Our booth representing Children’s Hospital Boston, eagerly seeking partners to develop our technologies, was among the smaller ones at BIO, ants to be squashed by the larger booths with premier locations: “Take our swag! Admire our heights and colorful plaster!” Feeling my smallness, I was reminded of the smallness of our patients, our tiny NICU infants in particular. They are the suns of their families’ universes, arguably our most important citizens, seeds of the future. At our hospital, small children captivate the time, thoughts and energy of the world-renowned doctors and researchers who could just as easily could be using their gifts elsewhere. They are the driving motivation for all of the inventions my office processes, and for many of the philanthropic and investment dollars that come our way.
Many of the conference sessions I attended also celebrated the small: namely, nanotechnology. In one session, “Hard Science in a Soft World,” a speaker suggested that one solution to realizing the potential of stem cell therapies was to change the surfaces of traditional implants at the nanoscale, roughening them to help cells attach and integrate. At another session, a company called Nanosphere described its biomarker detection platform technology, featuring gold nanoparticles one ten-thousandth the size of a human hair.
I began to think, maybe small is the new big.
Another reason this may be so: lately, in the office we’ve seen increasing industry interest in orphan diseases, or unmet medical needs affecting only a small number of patients. These diseases, once overlooked by industry, are now being viewed as a way to obtain 100 percent of market share, enjoy a streamlined FDA trial, and charge a premium price. Companies such as Biomarin are forming new business models to reap these benefits. At the same time, more and more “big” drugs are turning out to work in only a small subset of patients, steering even supposed blockbusters to narrower applications. In fact, the increasingly common market entry path involves identifying small numbers of patients as responders to a therapeutic through the use of biomarkers. An abundance of sessions at the conference focused on the necessity to stratify patient populations into responders and non-responders, aided by a companion diagnostic.

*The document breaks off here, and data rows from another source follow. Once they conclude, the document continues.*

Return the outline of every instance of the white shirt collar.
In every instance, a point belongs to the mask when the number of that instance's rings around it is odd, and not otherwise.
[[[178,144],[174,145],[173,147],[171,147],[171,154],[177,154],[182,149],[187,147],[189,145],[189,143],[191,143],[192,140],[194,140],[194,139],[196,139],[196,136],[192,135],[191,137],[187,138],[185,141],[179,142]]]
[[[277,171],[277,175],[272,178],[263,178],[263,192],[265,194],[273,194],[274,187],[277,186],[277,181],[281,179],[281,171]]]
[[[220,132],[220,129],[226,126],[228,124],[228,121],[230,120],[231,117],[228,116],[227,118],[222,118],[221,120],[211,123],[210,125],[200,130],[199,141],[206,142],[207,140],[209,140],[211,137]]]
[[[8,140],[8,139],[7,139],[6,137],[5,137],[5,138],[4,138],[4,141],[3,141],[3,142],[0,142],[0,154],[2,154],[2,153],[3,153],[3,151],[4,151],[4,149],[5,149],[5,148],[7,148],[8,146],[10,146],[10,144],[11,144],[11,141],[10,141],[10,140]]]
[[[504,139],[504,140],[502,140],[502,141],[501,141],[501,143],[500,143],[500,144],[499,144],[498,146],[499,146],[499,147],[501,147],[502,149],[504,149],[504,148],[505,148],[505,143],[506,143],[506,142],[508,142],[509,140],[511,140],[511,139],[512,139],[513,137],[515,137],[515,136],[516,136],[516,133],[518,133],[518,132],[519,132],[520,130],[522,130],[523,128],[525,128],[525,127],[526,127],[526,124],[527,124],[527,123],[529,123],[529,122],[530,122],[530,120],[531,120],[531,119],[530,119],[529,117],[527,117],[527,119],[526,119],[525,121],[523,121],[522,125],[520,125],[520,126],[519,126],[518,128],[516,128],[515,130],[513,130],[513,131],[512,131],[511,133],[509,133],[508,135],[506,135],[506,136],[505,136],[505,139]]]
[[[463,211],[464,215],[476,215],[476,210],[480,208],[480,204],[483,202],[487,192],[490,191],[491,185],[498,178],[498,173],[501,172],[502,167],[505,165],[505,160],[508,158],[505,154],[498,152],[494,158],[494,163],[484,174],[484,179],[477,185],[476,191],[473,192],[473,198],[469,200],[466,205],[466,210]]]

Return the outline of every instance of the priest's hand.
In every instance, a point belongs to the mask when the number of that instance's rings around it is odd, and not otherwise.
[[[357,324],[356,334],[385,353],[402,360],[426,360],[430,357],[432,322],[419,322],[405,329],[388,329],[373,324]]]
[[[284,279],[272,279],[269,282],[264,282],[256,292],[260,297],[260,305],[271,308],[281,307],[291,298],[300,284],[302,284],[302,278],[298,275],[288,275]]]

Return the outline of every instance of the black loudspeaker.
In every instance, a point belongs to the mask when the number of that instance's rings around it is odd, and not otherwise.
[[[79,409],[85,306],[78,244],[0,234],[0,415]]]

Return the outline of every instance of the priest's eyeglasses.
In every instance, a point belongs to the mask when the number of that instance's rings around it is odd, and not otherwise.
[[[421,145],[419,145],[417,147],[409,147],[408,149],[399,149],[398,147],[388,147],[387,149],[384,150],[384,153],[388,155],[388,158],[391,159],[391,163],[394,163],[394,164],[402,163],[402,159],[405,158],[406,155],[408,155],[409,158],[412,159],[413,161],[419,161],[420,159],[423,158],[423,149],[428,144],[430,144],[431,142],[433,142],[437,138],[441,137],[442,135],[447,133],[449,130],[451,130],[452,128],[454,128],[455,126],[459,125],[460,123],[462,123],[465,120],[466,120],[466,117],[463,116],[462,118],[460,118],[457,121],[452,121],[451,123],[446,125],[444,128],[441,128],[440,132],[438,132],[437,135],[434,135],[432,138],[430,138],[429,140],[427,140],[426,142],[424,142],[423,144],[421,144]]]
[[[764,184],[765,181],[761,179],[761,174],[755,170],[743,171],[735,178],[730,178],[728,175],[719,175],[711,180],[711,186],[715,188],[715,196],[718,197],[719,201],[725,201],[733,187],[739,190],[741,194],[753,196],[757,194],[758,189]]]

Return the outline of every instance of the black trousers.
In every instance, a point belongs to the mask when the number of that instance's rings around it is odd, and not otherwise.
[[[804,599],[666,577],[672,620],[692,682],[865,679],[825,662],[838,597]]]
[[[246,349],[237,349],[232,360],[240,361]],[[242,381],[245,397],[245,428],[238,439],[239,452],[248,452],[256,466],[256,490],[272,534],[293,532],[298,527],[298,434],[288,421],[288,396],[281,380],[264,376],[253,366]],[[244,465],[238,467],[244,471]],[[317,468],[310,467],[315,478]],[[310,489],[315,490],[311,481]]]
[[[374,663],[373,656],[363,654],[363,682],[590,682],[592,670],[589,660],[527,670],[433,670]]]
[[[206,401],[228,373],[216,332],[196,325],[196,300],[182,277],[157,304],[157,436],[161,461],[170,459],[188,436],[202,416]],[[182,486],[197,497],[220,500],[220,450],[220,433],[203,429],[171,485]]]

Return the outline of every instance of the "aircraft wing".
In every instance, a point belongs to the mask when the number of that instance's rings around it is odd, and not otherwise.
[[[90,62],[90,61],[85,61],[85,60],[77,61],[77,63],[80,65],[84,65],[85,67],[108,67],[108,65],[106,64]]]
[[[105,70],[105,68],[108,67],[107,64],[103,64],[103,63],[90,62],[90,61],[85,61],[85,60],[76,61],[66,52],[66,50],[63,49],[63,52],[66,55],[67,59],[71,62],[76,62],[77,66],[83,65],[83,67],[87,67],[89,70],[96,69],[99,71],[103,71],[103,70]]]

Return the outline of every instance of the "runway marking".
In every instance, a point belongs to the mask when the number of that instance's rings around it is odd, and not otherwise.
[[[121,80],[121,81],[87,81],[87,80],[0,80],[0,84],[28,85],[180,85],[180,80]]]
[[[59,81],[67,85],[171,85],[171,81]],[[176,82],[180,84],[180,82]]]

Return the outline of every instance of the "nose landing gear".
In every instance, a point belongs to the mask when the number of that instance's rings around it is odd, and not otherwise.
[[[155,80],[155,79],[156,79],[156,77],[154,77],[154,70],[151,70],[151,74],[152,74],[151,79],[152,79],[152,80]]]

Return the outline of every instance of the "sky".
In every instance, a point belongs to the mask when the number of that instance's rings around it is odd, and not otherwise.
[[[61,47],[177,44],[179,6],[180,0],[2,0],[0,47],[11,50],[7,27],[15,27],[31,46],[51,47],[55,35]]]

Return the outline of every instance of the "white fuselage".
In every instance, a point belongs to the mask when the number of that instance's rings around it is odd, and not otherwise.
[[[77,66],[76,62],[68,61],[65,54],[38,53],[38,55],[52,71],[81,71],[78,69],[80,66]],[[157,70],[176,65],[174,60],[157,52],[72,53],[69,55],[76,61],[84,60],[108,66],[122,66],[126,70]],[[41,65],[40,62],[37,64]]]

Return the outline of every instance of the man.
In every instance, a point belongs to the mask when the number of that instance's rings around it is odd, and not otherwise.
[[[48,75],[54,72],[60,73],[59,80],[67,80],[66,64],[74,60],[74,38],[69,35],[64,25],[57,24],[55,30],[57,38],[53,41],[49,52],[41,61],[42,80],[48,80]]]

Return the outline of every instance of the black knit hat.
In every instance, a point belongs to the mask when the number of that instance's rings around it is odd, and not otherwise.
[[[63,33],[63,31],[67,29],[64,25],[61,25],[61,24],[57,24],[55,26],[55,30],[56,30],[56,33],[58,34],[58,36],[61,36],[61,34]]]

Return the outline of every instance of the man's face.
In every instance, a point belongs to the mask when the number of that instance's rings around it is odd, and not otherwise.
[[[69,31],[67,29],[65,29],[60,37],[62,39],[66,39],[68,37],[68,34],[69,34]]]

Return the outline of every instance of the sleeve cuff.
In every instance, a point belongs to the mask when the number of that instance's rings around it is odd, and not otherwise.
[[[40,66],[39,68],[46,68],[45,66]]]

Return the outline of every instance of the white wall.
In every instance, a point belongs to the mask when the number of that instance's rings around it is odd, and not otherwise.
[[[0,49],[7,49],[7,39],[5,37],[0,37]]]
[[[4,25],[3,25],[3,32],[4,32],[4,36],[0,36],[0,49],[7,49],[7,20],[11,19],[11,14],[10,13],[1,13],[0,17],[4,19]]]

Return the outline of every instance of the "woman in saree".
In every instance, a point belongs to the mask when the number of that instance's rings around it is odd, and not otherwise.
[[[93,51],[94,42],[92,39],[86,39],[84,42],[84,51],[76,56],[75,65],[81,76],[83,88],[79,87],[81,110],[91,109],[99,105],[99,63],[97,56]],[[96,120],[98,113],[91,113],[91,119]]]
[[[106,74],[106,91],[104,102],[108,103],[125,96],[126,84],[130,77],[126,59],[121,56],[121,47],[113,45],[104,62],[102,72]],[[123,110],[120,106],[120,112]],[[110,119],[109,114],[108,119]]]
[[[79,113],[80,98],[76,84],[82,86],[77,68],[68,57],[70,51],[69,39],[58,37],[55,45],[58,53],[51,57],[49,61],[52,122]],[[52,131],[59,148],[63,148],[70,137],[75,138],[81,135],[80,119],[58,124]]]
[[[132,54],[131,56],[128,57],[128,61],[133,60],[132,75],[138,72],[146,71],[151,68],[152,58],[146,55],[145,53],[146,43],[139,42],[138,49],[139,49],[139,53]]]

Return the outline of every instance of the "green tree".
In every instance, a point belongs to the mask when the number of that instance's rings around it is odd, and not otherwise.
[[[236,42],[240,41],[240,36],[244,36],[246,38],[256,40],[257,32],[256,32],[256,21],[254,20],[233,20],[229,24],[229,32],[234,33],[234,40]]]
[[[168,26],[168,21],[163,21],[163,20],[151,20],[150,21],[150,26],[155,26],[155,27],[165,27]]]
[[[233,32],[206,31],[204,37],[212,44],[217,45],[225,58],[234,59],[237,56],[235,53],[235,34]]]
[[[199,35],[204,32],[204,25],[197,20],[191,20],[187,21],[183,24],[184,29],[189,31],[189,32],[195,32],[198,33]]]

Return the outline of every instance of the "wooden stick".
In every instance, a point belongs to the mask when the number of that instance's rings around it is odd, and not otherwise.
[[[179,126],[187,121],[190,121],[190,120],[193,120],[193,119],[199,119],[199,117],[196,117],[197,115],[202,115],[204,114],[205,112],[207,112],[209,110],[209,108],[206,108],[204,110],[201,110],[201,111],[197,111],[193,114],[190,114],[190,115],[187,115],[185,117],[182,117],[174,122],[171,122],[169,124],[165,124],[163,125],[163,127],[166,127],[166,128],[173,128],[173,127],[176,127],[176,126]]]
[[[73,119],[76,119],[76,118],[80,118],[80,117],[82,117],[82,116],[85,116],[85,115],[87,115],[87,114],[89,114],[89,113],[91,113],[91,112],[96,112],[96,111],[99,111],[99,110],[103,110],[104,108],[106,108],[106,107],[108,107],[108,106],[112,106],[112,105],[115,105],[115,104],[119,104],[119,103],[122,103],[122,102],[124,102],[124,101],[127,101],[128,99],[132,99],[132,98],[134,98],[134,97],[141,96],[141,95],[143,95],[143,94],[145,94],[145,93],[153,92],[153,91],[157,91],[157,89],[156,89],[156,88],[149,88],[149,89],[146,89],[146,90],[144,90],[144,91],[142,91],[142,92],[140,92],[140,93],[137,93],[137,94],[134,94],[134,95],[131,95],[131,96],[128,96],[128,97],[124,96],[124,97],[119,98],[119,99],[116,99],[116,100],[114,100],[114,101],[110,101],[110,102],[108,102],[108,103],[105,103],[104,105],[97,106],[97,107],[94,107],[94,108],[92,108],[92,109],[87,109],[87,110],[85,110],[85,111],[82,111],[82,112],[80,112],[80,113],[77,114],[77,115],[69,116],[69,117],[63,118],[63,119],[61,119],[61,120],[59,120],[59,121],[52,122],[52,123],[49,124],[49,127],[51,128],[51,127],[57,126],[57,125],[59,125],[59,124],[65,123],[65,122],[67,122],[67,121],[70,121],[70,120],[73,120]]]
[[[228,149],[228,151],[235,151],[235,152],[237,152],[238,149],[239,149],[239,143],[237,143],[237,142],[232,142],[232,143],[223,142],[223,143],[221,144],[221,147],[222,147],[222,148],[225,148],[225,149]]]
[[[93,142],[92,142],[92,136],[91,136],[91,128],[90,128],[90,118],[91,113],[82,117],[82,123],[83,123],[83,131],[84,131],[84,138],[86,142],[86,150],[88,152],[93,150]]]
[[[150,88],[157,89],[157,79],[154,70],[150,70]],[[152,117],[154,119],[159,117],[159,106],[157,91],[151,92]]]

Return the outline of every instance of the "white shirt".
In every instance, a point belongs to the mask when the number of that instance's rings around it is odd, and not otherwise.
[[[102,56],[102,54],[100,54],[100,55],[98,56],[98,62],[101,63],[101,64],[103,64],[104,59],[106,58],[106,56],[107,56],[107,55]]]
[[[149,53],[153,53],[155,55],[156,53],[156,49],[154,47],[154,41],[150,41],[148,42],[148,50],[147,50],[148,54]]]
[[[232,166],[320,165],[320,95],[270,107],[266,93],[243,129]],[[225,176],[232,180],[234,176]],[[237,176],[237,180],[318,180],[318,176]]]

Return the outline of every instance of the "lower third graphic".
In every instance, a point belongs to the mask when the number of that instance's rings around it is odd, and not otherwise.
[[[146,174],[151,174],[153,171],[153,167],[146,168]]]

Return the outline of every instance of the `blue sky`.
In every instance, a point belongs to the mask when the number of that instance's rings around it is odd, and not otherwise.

At BIO, my new frame of mind was confirmed on the last day when Stephen Hernan from Neuroscene, a pop-science series of podcasts about recent findings in neuroscience, visited our booth. I asked him how he managed to attract listenership. Easy, he said: He took the initiative to call some well-known scientists. “It doesn’t matter who you are,” he said, “It just takes the right attitude. You’re not that different from Al Gore, or any other celebrity.”
I felt newly empowered by being, in so many ways, the agent of the small, and inspired to accomplish something with my own smallness. Big conference, big city, big booths. Small booths, small patients, small diseases, small technology. Bigness isn’t everything. Maybe small is beautiful.